Solid understanding and hands-on experience in computer vision, deep learning, and video analysis.
Knowledge in one or more areas: large vision-language models, generative diffusion models, feature detection, scene understanding, video classification, or multimodal learning.
Proficiency in programming with Python or C++, with experience in relevant frameworks (e.g., PyTorch, OpenCV, DINO/CLIP, HuggingFace Transformers, etc.).
Strong research and communication skills, with the ability to summarize findings and present them clearly.
Passionate about pushing the boundaries of AI technologies to solve complex, real-world problems.
Passion for developing technologies to improve the lives of patients and physicians.
Self-driven, able to work independently and deliver rapid prototyping and experimentation.
Ability to perform fast prototyping iterations; thinking outside the box to solve practical problems.
Must be currently enrolled in and returning to an accredited degree-seeking academic program in the Spring of 2027.

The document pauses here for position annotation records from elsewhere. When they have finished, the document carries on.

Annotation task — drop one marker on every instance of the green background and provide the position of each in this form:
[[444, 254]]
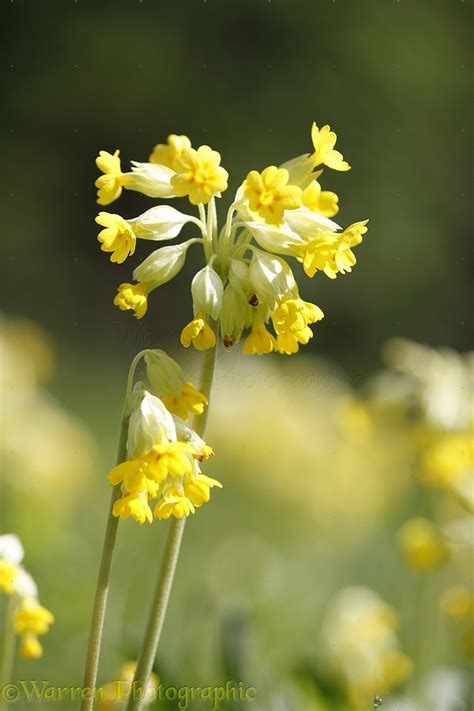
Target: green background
[[248, 77]]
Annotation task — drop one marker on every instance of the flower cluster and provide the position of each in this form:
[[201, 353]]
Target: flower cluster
[[360, 646], [30, 618], [246, 283], [164, 452], [433, 386]]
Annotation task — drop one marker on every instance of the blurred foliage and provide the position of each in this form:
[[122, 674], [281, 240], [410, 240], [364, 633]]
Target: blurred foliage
[[249, 77], [290, 581], [295, 522]]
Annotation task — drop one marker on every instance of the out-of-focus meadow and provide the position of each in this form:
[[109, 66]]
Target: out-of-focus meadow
[[335, 564]]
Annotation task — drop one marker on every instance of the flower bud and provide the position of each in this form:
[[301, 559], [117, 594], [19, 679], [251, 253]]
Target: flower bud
[[239, 277], [310, 224], [150, 179], [207, 290], [164, 374], [160, 223], [276, 239], [162, 265], [272, 278], [236, 315], [150, 424]]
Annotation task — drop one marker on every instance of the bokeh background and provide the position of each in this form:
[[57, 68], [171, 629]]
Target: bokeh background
[[298, 520]]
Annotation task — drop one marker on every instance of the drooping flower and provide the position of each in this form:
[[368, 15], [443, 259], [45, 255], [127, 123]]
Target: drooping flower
[[30, 618], [164, 456], [168, 153], [109, 185], [133, 297], [324, 141], [199, 333], [31, 621], [117, 236]]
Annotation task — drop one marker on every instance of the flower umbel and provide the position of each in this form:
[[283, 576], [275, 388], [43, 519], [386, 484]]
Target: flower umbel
[[277, 214], [164, 453]]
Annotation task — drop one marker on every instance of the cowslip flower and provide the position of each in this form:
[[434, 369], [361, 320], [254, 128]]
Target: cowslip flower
[[30, 618], [278, 214], [421, 545], [163, 452], [359, 645]]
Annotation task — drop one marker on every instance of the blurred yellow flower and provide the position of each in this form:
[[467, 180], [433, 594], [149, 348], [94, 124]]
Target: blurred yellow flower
[[114, 694], [422, 545], [133, 297], [449, 464], [457, 602], [359, 646], [8, 573]]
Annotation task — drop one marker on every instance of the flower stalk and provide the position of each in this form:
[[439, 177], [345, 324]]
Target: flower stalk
[[164, 583], [103, 582], [8, 648]]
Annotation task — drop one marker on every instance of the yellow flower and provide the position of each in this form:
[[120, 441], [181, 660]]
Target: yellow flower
[[190, 401], [199, 333], [173, 503], [290, 321], [199, 174], [197, 488], [115, 693], [422, 545], [449, 460], [110, 184], [204, 453], [32, 618], [133, 296], [468, 642], [260, 340], [457, 602], [117, 237], [167, 153], [31, 647], [170, 459], [332, 253], [181, 499], [8, 573], [132, 475], [323, 202], [133, 506], [269, 194], [324, 141]]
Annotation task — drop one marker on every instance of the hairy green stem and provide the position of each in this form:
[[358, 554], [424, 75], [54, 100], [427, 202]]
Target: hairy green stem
[[168, 566], [8, 650], [103, 582]]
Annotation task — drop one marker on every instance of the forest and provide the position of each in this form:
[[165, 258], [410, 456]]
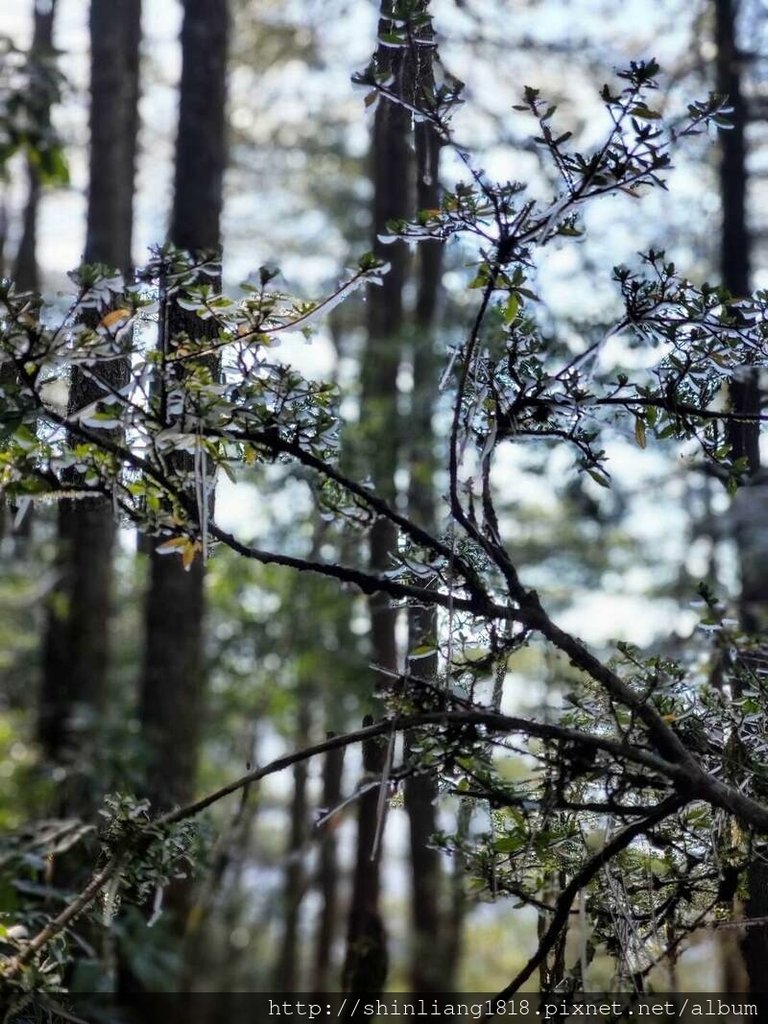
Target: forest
[[383, 519]]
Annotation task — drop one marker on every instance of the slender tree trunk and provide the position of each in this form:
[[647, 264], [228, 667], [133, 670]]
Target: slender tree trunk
[[76, 646], [328, 876], [367, 964], [287, 974], [428, 961], [380, 451], [750, 508], [26, 269], [173, 682]]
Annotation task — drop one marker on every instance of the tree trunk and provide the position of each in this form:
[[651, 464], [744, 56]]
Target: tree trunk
[[367, 961], [428, 961], [750, 508], [26, 268], [287, 974], [328, 876], [76, 646], [173, 679]]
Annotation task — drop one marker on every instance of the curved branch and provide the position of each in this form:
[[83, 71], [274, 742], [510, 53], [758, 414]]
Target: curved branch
[[582, 879]]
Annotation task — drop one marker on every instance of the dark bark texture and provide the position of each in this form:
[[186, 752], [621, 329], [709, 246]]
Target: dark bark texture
[[750, 509], [173, 679], [76, 648]]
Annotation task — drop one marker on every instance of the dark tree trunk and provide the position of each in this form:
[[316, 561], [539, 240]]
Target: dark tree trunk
[[76, 647], [173, 680], [26, 269], [429, 964], [287, 974], [750, 511], [367, 965], [380, 451], [328, 876]]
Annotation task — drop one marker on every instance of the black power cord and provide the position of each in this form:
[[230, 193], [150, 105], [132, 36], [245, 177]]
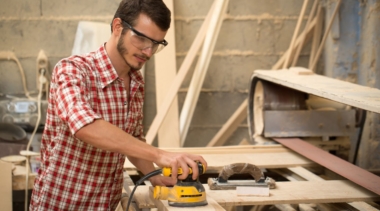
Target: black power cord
[[140, 181]]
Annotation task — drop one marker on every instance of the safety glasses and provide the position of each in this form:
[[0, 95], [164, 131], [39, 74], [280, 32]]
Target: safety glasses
[[142, 42]]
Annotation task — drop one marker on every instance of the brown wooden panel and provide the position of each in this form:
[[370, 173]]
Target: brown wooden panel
[[308, 123], [354, 173]]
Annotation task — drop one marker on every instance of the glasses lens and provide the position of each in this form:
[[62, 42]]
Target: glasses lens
[[142, 43]]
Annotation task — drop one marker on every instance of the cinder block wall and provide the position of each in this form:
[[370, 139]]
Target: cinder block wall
[[253, 36]]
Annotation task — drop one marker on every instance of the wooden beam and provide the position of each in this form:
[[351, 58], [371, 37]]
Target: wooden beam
[[295, 34], [230, 126], [303, 38], [316, 35], [201, 68], [165, 71], [6, 186], [182, 72], [319, 51]]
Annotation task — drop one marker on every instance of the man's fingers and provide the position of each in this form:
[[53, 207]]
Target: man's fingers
[[184, 167]]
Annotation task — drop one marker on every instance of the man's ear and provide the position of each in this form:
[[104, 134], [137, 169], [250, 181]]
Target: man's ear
[[117, 26]]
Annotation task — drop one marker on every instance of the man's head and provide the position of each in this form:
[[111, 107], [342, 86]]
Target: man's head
[[141, 26], [156, 10]]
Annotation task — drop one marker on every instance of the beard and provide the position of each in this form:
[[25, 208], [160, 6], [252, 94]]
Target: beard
[[124, 51]]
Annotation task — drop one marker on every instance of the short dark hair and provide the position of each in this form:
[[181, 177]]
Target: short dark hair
[[129, 11]]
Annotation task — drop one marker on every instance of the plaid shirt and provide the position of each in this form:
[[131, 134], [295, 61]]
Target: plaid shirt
[[75, 175]]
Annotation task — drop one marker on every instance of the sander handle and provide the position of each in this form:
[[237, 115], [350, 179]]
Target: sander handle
[[167, 171], [240, 168]]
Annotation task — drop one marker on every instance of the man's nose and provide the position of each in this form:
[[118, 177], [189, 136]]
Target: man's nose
[[148, 51]]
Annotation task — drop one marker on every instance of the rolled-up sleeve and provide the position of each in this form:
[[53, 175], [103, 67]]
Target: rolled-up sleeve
[[71, 93]]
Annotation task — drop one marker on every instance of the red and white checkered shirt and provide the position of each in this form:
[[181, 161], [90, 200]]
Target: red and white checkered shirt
[[75, 175]]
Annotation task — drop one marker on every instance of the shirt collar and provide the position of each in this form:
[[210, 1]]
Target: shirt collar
[[107, 72]]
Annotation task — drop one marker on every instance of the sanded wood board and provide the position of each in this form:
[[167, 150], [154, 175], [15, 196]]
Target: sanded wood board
[[260, 157], [332, 191], [348, 93]]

Must be available to work full-time (approximately 40 hours per week) during a 10-12 week period starting August or September 2026.

Responsibilities

Explore and experiment with state-of-the-art computer vision models, including foundation models and generative diffusion models, with applications to video understanding, multi-modal data, and visual feature extraction.
Prototype novel algorithms and evaluate performance using public and proprietary datasets.
Conduct literature surveys and summarize key findings in reports and presentations.